CENSURA E FASCISMO NÃO PASSARÃO!


NOTA DE REPÚDIO AO OBSCURANTISMO VIGENTE
(censura, reacionarismo, intolerância, fundamentalismo e fascismo)
O fascismo não se discute, se destrói.
Buenaventura Durruti
Realmente, vivemos tempos sombrios!
A inocência é loucura. Uma fronte sem rugas
denota insensibilidade. Aquele que ri
ainda não recebeu a terrível notícia
que está para chegar.
Bertold Brecht
        A conjuntura em que vivemos é certamente a mais adversa desde os tempos da ditadura militar (1964-1985). A atual composição do congresso nacional se caracteriza pela inépcia, a corrupção e o reacionarismo extremos. Este congresso é galvanizado pelo obscurantismo insuperável das bancadas Boi/Bíblia/Bala/Jaula. O espúrio governo golpista de Michel Temer (PMDB/PSDB/PSD/PP/DEM/PR/PV/PTB/PPS) constitui o advento do governo direto, sem qualquer tipo de mediação, do mesmíssimo bloco de classes responsável pelo golpe militar (1º de abril de 1964), pela ditadura e pela transição política conservadora: donos de empreiteiras, bancos, oligopólios industriais, latifúndios/agronegócios, mineradoras e oligopólios midiáticos (encabeçados pela Folha de São Paulo e a Rede Globo). Soma-se ainda a hegemonia deletéria de todas as direitas, o protagonismo do fundamentalismo cristão e de protofascistas de todas as espécies, como Bolsonaro (ex-PSC em transição para o Patriota), Feliciano (PSC), Ronaldo Caiado (DEM) e companhia.
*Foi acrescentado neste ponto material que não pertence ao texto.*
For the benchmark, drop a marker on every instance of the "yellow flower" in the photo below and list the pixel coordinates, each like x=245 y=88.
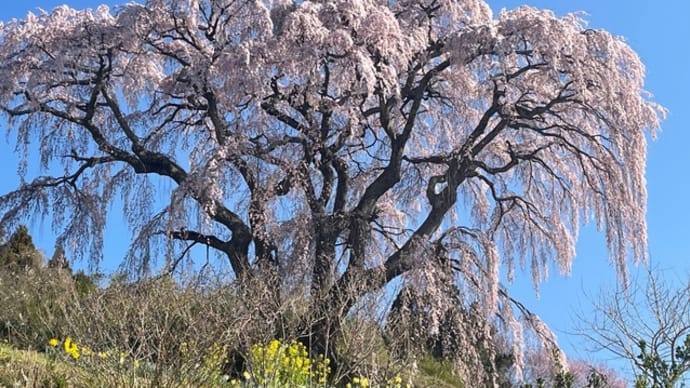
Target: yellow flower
x=71 y=348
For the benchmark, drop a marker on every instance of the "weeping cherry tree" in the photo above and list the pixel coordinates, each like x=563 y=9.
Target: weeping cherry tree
x=332 y=148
        Destacam-se os entusiastas da ditadura militar e aquela bizarra juventude ultraneoliberal que se organiza em grupos como o Movimento Brasil Livre (MBL), o Avança Brasil et caterva. Não percamos de vista que quem lidera o MBL são os arrivistas Fernando Holiday (vereador de São Paulo pelo DEM) e Kim Kataguiri e quem registrou a patente – sendo, portanto, o dono da marca – é Alexandre Frota, ícone do machismo, da LGBTfobia, pregador do estupro, entusiasta da ditadura, astro especialista em sexo explícito.
        A atual política de desmonte dos direitos impetrada pelo governo Temer constitui retrocesso secular: as ditas reformas trabalhista e previdenciária e o obsceno congelamento dos gastos públicos por 20 anos (Emenda Constitucional 95, de 15/12/2016, a emenda do fim do mundo) desferiram golpe fatal contra os(as) trabalhadores(as) e o sistema público de saúde, seguridade social e educação. Trata-se de aumento exponencial da exploração e da opressão, as quais atingem os níveis do início do século passado.
        O país se consolida no pódio como um dos campeoníssimos mundiais em graves violações dos direitos humanos, em concentração de renda e desigualdade social. Temos a quarta população carcerária mundial – maioria absoluta de negros e pobres. Temos a quinta população carcerária feminina. O genocídio do Povo Negro é sistêmico. O racismo é institucional. O governo e o latifúndio/agronegócio praticam também política de extermínio contra os Povos Indígenas, os(as) Quilombolas e os(as) trabalhadores(as) do campo.  A polícia militar brasileira é a que mais mata entre todas as polícias do planeta. A tortura e o desaparecimento forçado continuam a ser sólidas instituições por aqui. As chacinas periódicas praticadas pelo aparato repressivo – no atacado e no varejo – adquirem sistematicidade assustadora. Como se não bastasse, as Forças Armadas são chamadas a reprimir manifestações e a ocupar ruas, cidades, morros e favelas.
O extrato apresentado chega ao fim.